The EUR/USD initially dipped to a low of 1.2953 after IFO missed its mark printing at 104.4 versus 106.4 while the expectations component declined to 107.2 versus 109.5 eyed. This was the second month in a row that business confidence declined as slow demand and unseasonably cool weather weighed on sentiment.
The IFO numbers clearly show that the manufacturing sector in Germany continues to struggle and confirm the slowdown in activity evident in yesterday’s weaker PMI data. There is now a very strong possibility that German GDP will contract in Q1 as the shocks from the periphery begin to spill over into EZ largest economy.
Ironically enough the weak economic data has not had a negative impact on fixed income markets with Italian and Spanish debt performing especially well over the past several days. Much of the strength in the sovereign debt market is coming from speculation that Japanese and perhaps Chinese buyers will reallocate their portfolios as they seek higher yield. This dynamic in capital flows has served as an offset to the dour EZ economic data and has provided some support for the EUR/USD.
Whether this support lasts remains to be seen and the market’s focus will now shift to next week’s ECB meeting with consensus now anticipating a rate cut as the central bank tries to stimulate demand in the region. However, many analysts feel that a mere rate cut will offer only limited impact and argue that the ECB will need to become far more aggressive in its non-conventional measures if it is to jumpstart the moribund economy in the region. Meanwhile the rebounds in EUR/USD remain relatively anemic and the pair could see further lows if the economic data does not improve soon.

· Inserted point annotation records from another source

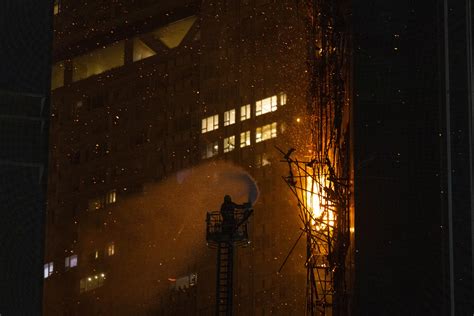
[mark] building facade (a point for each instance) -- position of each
(153, 104)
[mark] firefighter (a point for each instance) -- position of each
(228, 211)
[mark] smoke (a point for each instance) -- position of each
(164, 226)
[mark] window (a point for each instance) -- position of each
(229, 144)
(111, 249)
(95, 204)
(100, 202)
(70, 262)
(262, 160)
(245, 112)
(48, 269)
(282, 97)
(57, 76)
(56, 7)
(91, 282)
(98, 61)
(141, 50)
(111, 197)
(210, 123)
(244, 139)
(266, 105)
(210, 150)
(229, 117)
(266, 132)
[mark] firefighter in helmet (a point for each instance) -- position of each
(227, 211)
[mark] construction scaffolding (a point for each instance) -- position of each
(319, 176)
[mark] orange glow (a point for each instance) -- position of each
(318, 204)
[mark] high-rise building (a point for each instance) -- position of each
(413, 157)
(154, 104)
(24, 114)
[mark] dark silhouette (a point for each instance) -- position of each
(228, 211)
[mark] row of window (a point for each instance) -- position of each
(263, 106)
(103, 200)
(72, 260)
(112, 56)
(262, 133)
(91, 282)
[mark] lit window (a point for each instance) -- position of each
(173, 34)
(210, 123)
(229, 117)
(266, 132)
(141, 50)
(262, 160)
(111, 249)
(210, 150)
(48, 269)
(96, 204)
(282, 97)
(266, 105)
(245, 112)
(229, 144)
(70, 262)
(92, 282)
(98, 61)
(244, 139)
(57, 7)
(111, 197)
(57, 76)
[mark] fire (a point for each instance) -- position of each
(318, 203)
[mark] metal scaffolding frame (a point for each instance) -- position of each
(320, 180)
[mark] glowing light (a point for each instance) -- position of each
(318, 204)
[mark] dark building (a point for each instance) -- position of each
(24, 114)
(154, 104)
(413, 157)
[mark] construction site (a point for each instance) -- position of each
(215, 158)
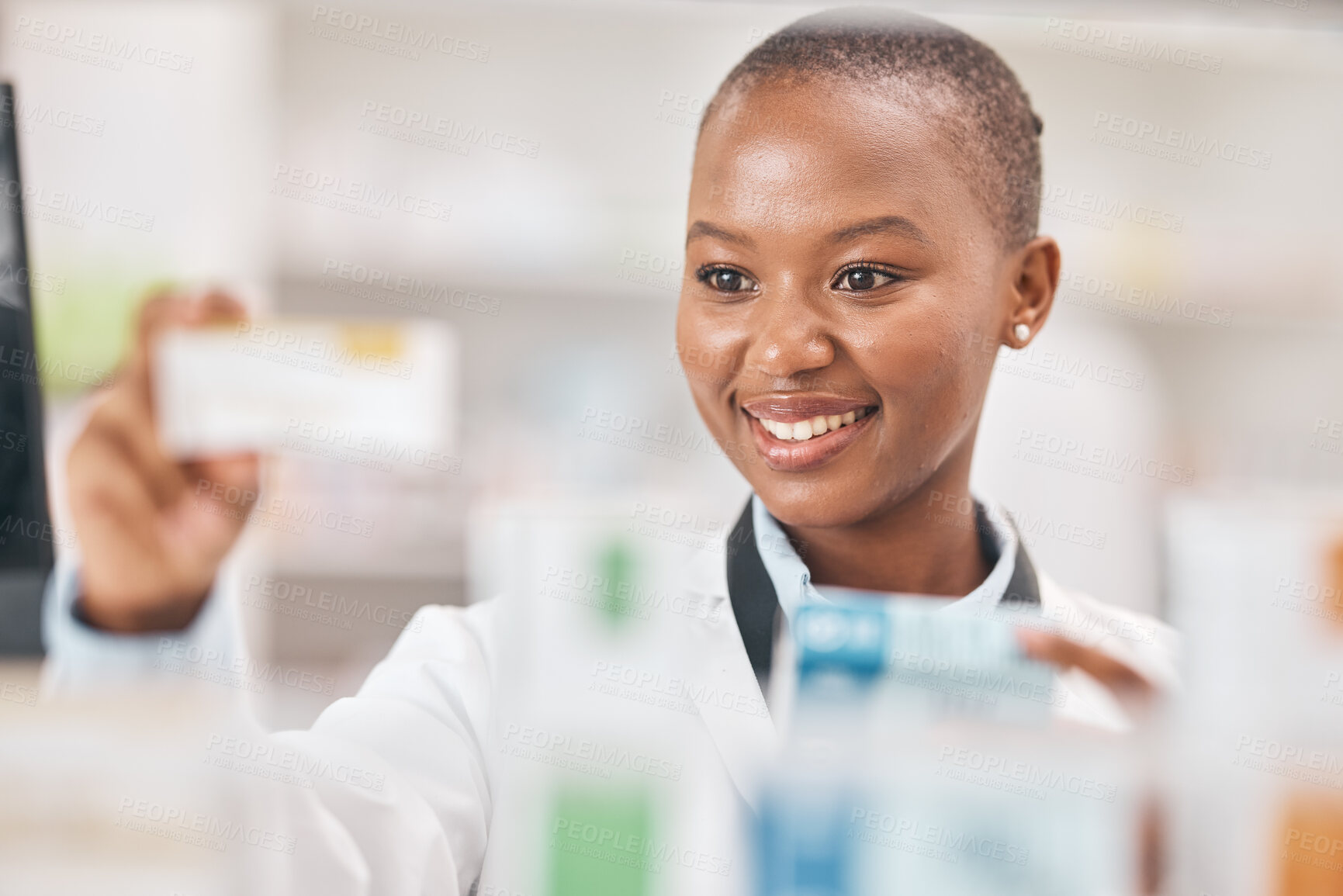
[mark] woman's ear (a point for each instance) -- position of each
(1034, 280)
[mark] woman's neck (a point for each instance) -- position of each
(923, 545)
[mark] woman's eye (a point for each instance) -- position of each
(861, 280)
(727, 280)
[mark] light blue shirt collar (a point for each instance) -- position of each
(793, 580)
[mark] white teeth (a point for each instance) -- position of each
(808, 429)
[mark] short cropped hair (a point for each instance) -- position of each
(936, 70)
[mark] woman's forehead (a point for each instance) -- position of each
(815, 145)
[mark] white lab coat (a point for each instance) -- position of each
(459, 806)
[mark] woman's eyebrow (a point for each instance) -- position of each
(887, 225)
(705, 229)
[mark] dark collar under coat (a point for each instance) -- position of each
(756, 605)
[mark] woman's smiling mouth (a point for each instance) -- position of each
(804, 431)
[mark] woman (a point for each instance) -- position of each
(861, 227)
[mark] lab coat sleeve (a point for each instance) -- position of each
(399, 802)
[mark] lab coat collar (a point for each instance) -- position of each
(738, 638)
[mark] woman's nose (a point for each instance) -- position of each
(787, 337)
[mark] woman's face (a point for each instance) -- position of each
(841, 273)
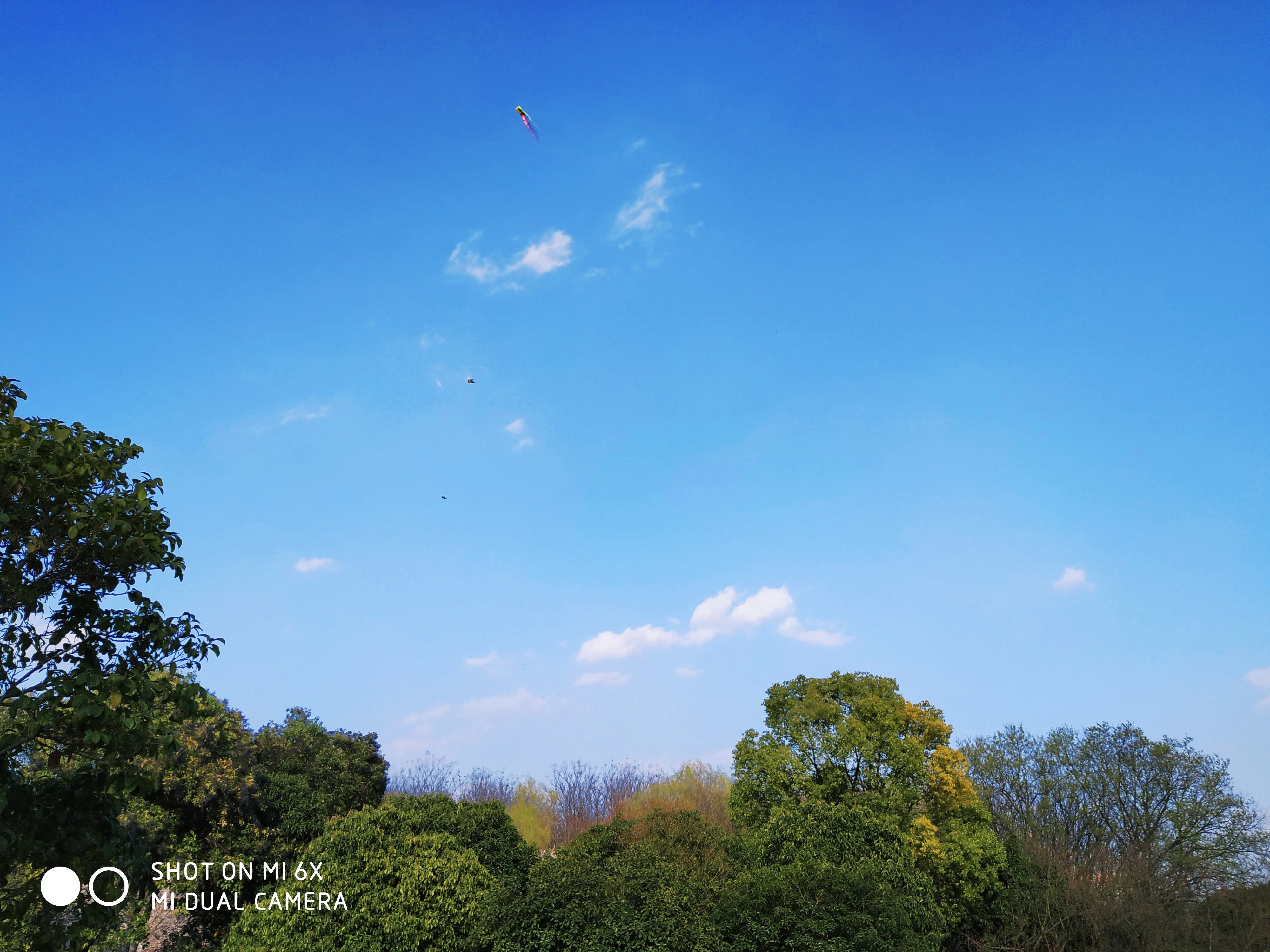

In North America today the eco calendar only carries the Durable Goods report with the market anticipating a rebound of 0.5% from last month’s -0.7% decline. USD/JPY has recovered from its vicious fall post yesterday’s Twitter hack fiasco and is now back above the 99.50 level. However, the pair remains capped ahead of the 100.00 mark for yet another day. Still the longer the pair remains above 99.50 the higher the prospect of a stop run through the century level as the longs will no doubt want to run the stops and option barriers still holding at that figure.